The United Nations said today that it was temporarily withdrawing its staff from Baghdad for consultations on the ongoing security situation.
"We have asked Baghdad staff to come out temporarily for consultations with people from headquarters on the future of our operation," a UN spokeswoman in Geneva said.
Earlier today, the European Union's aid agency said it may close its Baghdad office after a devastating car bomb attack on the Red Cross left aid groups pondering their future in post-war Iraq.
The European Union Humanitarian Aid Office (ECHO) said it was reviewing daily the risk to its three expatriate and five local staff in Baghdad after Monday's suicide bombing of the Red Cross headquarters killed 12 people.
It was one of four attacks around the city that killed 35 people that day as violence continued unabated despite the US-led occupation.
The Swiss-based International Committee of the Red Cross (ICRC) said yesterday it would pull some of its 30 foreign staff out of Iraq, but stressed it would continue to operate there.

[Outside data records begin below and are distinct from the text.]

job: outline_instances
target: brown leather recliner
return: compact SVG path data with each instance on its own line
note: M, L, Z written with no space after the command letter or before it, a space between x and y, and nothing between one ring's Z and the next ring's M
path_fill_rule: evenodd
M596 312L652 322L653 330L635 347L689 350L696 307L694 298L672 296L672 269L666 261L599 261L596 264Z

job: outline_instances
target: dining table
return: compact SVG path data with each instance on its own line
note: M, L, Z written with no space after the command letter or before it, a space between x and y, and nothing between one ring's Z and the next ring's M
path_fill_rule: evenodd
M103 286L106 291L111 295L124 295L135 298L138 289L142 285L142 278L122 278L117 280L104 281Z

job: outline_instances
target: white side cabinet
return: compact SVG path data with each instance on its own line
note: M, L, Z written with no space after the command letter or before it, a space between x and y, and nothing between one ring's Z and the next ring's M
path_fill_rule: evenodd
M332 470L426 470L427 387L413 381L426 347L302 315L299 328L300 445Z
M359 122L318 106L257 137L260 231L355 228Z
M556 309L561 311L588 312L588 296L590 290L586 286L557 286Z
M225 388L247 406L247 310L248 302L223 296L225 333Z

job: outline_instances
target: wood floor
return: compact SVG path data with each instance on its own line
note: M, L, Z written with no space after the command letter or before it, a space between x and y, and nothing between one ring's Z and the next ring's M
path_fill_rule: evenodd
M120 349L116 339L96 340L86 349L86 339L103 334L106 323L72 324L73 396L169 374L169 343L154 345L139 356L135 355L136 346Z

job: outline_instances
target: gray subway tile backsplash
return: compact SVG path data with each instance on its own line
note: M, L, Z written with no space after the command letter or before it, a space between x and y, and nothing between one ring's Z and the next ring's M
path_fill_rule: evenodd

The agency has about 600 local staff in Iraq.
Medical charity Medecins Sans Frontieres also said yesterday it would withdraw four of its seven expatriate staff.
Other aid agencies and non-governmental organisations are expected to cut back their presence, dealing a fresh blow to the international humanitarian effort in Iraq.
"They are already running very high risks. You know that we are being targeted because we are humanitarian. I think the ICRC showed this very well," senior ECHO official Ruth Ms Albuquerque said.